Friday, February 27, 2009

The Illegitimate North Side

Here's something I've always felt but have never put into words, that I've always felt like the north side of our house isn't as good as the south. It looks weird seeing it in print, but it's a feeling that's persisted for decades.

We go in the south side. The pictures we've taken over the years are on the south side. It's sunnier on the south side. The garage is on the south. We get water on the south. All our outhouses have been on the south. The north is more or less forgotten, like uncharted territory, like the dark continent. Anything might happen on the north side. I might be taken captive by natives in the few trees over there. The north is no good.

We have the porch on the north side. Hardly ever used. There's a view on the north side, but everything is distant, except things up close, like the road, the trees. People pass by on the north side, but on the south side they come to visit. The north is wild, the south is home.

I mow the grass on the north side, but I feel like it's less worthy of mowing than the south. There are things to discover on the north side, I believe, but I'm not very interested in discovering them. If I were to see a block of wood on the north side, I'm about 99% sure it would be rotting. Things on the north tend to rot faster than on the south. That's the difference the sun makes.
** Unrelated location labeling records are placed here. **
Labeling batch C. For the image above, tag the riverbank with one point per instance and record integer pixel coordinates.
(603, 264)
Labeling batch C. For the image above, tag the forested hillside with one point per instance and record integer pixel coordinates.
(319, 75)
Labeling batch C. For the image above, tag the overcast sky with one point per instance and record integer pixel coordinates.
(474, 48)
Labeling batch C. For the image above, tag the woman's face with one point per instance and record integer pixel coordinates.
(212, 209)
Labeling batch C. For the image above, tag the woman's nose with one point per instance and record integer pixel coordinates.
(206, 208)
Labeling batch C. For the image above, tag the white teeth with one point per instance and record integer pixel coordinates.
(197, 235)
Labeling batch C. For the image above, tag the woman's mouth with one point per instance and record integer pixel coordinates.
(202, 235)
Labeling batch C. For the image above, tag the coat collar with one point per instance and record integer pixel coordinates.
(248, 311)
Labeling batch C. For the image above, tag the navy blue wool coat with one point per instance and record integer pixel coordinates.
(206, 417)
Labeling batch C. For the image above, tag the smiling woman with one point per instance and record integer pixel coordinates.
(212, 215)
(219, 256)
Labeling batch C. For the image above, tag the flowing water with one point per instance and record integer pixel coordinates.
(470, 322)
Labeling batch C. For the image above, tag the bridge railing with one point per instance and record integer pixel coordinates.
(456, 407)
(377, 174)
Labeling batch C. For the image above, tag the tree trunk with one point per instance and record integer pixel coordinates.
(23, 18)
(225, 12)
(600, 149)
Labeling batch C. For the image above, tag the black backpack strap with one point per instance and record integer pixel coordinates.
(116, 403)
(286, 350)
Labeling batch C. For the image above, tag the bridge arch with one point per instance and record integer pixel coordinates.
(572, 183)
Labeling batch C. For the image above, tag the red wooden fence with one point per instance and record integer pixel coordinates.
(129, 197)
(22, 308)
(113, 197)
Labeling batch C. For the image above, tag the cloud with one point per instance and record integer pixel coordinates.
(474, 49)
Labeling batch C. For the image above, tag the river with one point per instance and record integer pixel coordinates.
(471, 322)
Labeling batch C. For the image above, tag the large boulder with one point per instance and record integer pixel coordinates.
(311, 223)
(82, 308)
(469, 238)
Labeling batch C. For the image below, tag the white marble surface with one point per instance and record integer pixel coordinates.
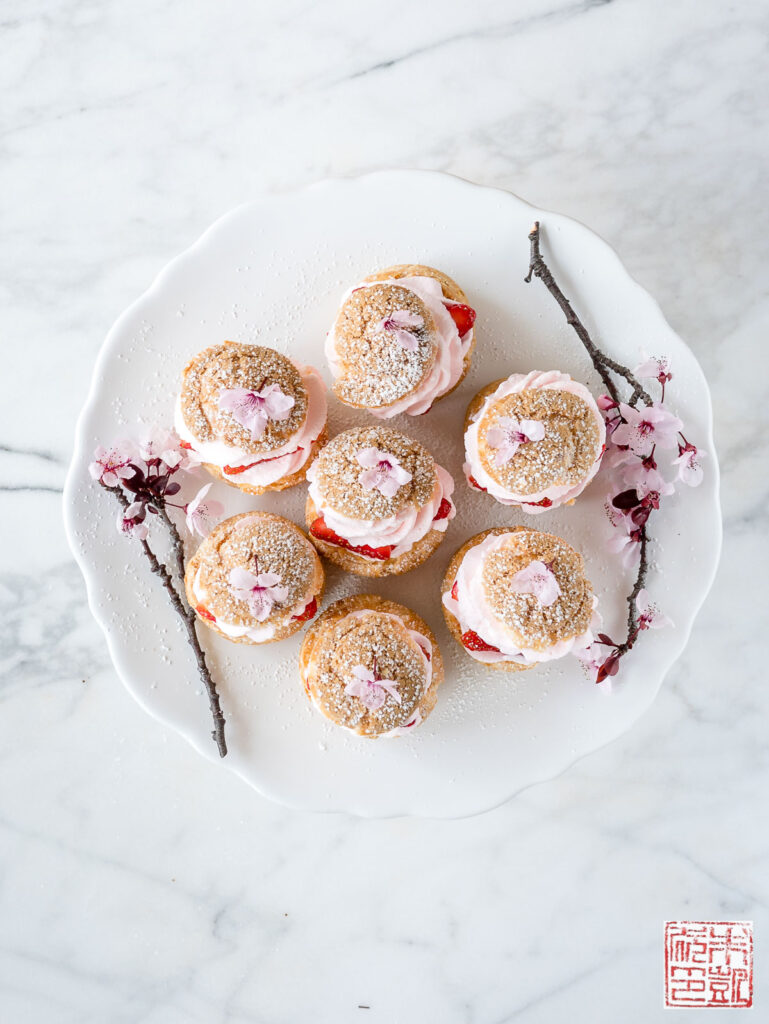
(139, 883)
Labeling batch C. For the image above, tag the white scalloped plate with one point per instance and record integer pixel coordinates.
(272, 271)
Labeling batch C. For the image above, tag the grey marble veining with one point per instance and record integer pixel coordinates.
(139, 884)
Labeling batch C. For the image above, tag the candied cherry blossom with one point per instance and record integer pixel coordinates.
(539, 580)
(657, 367)
(381, 471)
(131, 521)
(649, 616)
(201, 514)
(646, 426)
(508, 435)
(370, 688)
(112, 465)
(253, 410)
(261, 591)
(400, 325)
(689, 464)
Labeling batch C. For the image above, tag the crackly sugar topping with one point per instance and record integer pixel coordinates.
(338, 472)
(376, 368)
(230, 366)
(535, 625)
(256, 542)
(380, 643)
(562, 458)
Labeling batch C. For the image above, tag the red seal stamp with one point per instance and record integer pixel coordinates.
(709, 964)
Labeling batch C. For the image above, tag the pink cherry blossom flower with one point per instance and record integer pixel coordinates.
(163, 448)
(259, 590)
(397, 324)
(649, 615)
(201, 514)
(508, 435)
(657, 367)
(645, 427)
(689, 464)
(112, 465)
(381, 471)
(367, 685)
(539, 580)
(131, 521)
(253, 410)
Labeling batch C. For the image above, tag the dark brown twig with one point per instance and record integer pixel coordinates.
(602, 363)
(187, 616)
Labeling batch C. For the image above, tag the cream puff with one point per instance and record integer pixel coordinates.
(533, 440)
(378, 503)
(255, 579)
(254, 418)
(515, 597)
(402, 339)
(372, 667)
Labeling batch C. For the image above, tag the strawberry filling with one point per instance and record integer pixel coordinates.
(235, 470)
(444, 510)
(323, 531)
(463, 316)
(472, 641)
(308, 612)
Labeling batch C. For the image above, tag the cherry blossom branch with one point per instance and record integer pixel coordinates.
(602, 363)
(185, 612)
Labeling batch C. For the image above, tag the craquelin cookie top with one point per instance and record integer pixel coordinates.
(368, 645)
(536, 626)
(562, 458)
(262, 545)
(345, 473)
(377, 368)
(253, 368)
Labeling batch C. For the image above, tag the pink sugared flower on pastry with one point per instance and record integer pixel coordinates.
(201, 514)
(370, 688)
(253, 410)
(381, 471)
(112, 465)
(508, 435)
(657, 367)
(400, 325)
(646, 426)
(132, 520)
(649, 616)
(539, 580)
(261, 591)
(689, 464)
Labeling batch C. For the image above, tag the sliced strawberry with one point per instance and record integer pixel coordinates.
(444, 510)
(463, 316)
(323, 531)
(472, 641)
(309, 611)
(235, 470)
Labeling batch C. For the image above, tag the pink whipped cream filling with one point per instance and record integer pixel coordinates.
(471, 609)
(449, 364)
(426, 650)
(556, 495)
(259, 634)
(284, 461)
(400, 530)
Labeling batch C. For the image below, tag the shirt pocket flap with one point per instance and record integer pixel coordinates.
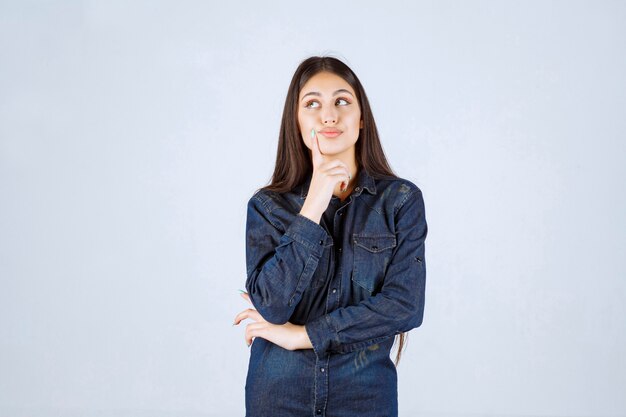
(375, 243)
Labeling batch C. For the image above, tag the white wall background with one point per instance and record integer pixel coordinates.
(133, 133)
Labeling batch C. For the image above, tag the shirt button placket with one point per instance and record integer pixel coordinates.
(321, 385)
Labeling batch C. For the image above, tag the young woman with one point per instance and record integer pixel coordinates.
(335, 258)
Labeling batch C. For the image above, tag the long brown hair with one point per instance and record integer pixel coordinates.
(293, 158)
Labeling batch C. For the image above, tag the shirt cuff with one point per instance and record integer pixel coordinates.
(321, 333)
(310, 234)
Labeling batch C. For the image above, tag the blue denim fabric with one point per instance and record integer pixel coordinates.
(355, 280)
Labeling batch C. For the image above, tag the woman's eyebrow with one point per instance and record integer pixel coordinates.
(315, 93)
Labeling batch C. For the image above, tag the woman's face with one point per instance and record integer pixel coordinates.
(328, 104)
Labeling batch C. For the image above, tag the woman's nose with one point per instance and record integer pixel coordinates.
(329, 116)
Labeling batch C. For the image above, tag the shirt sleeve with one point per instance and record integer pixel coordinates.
(280, 261)
(397, 308)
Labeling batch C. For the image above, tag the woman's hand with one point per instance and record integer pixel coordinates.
(326, 175)
(288, 336)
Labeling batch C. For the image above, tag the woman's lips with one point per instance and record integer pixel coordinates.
(330, 133)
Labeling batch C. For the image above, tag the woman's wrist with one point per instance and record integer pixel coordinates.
(305, 340)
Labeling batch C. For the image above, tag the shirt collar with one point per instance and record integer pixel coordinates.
(364, 182)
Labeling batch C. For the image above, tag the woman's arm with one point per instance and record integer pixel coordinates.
(279, 262)
(397, 308)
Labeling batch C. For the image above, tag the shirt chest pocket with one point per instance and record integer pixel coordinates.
(372, 254)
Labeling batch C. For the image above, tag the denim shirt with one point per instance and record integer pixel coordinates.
(355, 280)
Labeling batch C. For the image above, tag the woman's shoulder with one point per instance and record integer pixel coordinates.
(271, 200)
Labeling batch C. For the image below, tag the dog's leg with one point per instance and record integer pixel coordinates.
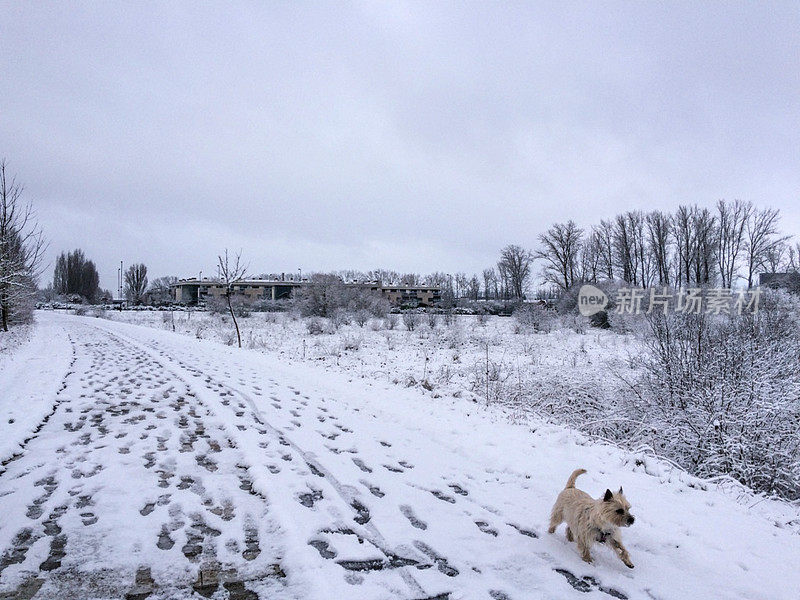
(584, 548)
(556, 517)
(616, 544)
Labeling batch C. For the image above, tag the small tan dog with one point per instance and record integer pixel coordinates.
(589, 520)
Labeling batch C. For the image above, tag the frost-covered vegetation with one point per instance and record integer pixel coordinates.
(716, 395)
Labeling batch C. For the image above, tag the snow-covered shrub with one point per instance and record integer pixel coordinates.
(351, 342)
(433, 319)
(361, 316)
(720, 395)
(314, 326)
(411, 320)
(535, 317)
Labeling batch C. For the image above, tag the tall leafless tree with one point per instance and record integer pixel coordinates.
(560, 251)
(658, 241)
(489, 283)
(604, 234)
(231, 272)
(136, 283)
(732, 219)
(761, 236)
(515, 266)
(22, 246)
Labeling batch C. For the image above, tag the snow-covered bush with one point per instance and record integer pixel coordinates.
(314, 326)
(411, 320)
(535, 317)
(720, 395)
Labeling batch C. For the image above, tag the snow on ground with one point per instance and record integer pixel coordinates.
(174, 467)
(31, 366)
(444, 360)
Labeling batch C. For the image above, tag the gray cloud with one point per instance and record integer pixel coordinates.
(414, 136)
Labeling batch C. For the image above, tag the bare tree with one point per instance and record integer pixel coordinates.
(561, 245)
(604, 234)
(761, 237)
(489, 283)
(75, 274)
(658, 241)
(793, 262)
(21, 248)
(515, 264)
(591, 258)
(731, 222)
(231, 271)
(705, 225)
(136, 283)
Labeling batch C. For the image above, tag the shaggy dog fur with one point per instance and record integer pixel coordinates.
(589, 520)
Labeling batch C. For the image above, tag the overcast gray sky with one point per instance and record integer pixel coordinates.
(409, 136)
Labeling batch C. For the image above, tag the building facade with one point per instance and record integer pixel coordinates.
(198, 291)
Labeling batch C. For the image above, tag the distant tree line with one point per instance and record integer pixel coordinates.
(691, 246)
(74, 274)
(21, 248)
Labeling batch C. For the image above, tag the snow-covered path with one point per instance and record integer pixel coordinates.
(172, 468)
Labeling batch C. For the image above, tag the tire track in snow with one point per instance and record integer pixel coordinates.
(346, 493)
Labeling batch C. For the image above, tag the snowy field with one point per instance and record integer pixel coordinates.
(438, 358)
(142, 463)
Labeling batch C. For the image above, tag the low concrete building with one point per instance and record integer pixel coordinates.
(789, 281)
(194, 291)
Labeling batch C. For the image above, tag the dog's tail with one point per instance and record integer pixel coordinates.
(573, 477)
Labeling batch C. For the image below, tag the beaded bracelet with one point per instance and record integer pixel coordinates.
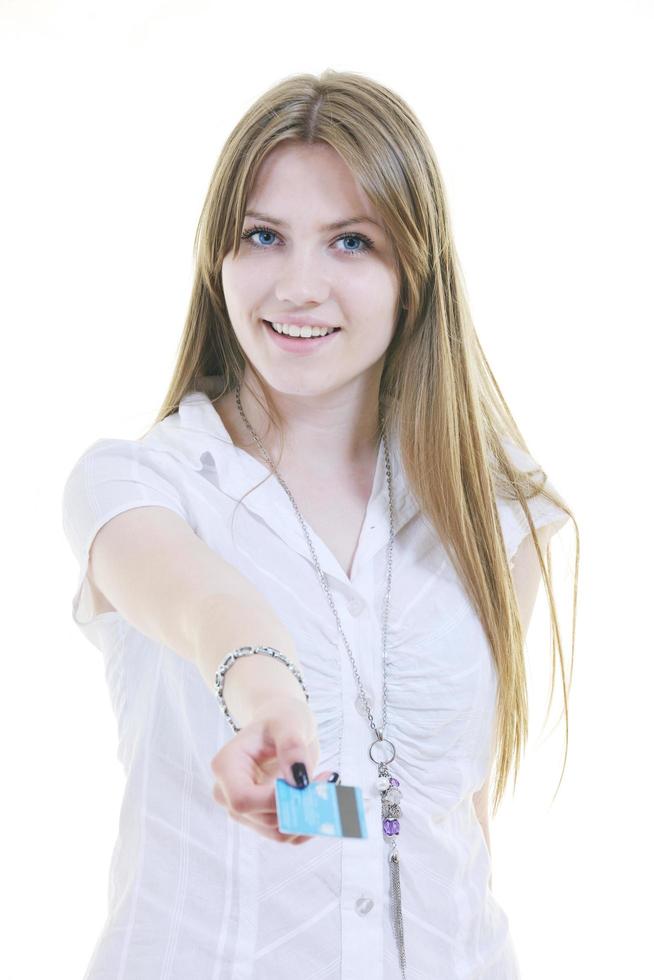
(247, 651)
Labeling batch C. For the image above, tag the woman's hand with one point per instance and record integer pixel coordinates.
(283, 731)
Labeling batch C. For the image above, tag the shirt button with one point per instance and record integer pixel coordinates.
(363, 904)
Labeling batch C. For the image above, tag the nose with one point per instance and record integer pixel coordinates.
(301, 282)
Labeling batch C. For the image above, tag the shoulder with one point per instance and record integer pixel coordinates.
(547, 514)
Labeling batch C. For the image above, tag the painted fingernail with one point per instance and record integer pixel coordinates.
(300, 774)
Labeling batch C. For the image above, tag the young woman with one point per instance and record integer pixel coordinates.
(335, 476)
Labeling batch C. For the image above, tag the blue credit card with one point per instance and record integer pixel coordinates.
(321, 808)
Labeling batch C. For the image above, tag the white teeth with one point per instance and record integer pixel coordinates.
(305, 331)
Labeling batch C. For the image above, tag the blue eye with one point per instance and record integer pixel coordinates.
(367, 243)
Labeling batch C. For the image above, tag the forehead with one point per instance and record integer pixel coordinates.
(308, 183)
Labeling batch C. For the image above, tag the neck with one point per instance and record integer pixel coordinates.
(334, 432)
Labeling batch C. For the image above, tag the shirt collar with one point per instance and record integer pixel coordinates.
(197, 431)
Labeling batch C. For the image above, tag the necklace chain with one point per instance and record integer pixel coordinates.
(323, 581)
(387, 784)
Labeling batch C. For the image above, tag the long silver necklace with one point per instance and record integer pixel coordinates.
(387, 784)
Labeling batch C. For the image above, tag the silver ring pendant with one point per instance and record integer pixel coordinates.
(376, 742)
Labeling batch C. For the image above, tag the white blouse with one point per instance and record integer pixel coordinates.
(195, 895)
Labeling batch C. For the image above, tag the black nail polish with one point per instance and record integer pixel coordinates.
(300, 774)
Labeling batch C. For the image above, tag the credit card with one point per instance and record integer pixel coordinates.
(321, 808)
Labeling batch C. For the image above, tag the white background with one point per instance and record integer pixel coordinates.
(540, 115)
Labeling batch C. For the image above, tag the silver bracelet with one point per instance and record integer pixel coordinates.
(231, 658)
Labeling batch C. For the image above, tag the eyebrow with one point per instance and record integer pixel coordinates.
(332, 226)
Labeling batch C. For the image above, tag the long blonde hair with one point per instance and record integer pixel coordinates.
(438, 391)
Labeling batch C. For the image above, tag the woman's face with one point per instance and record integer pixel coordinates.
(343, 277)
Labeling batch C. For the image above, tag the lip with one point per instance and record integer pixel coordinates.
(297, 345)
(300, 320)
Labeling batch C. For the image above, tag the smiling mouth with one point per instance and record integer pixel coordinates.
(289, 336)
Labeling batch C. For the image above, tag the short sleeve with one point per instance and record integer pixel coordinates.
(543, 512)
(111, 476)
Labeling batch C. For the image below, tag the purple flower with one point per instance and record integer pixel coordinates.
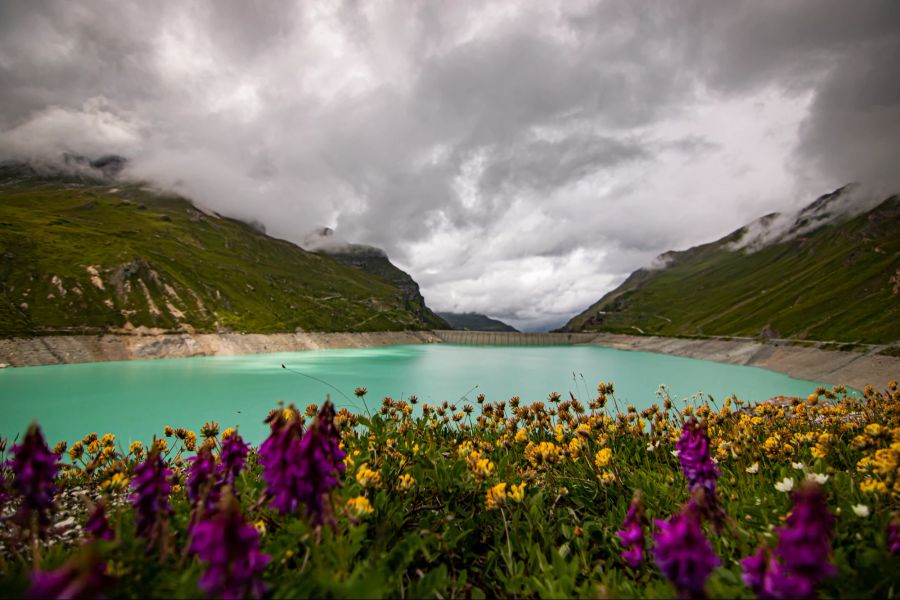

It's moist and buggy on the north. It's dry and domesticated on the south.

I look out the window on the north side, but I'm looking at the view in the distance. My eyes barely see the yard. You could get lost on the north side and no one would see you. I think other people feel the same way but never say anything.

There's some things I could say about the east side too. When I look at the east side from the north, I feel like I can barely reach the south. But when I see the east side from the south, I know I'm home, and there's nothing to see up north. The west side isn't so bad, especially from the south, because you have the sun hitting the west at more auspicious times of the day. But to see the west from the north is, again, to long for the south and to feel morose.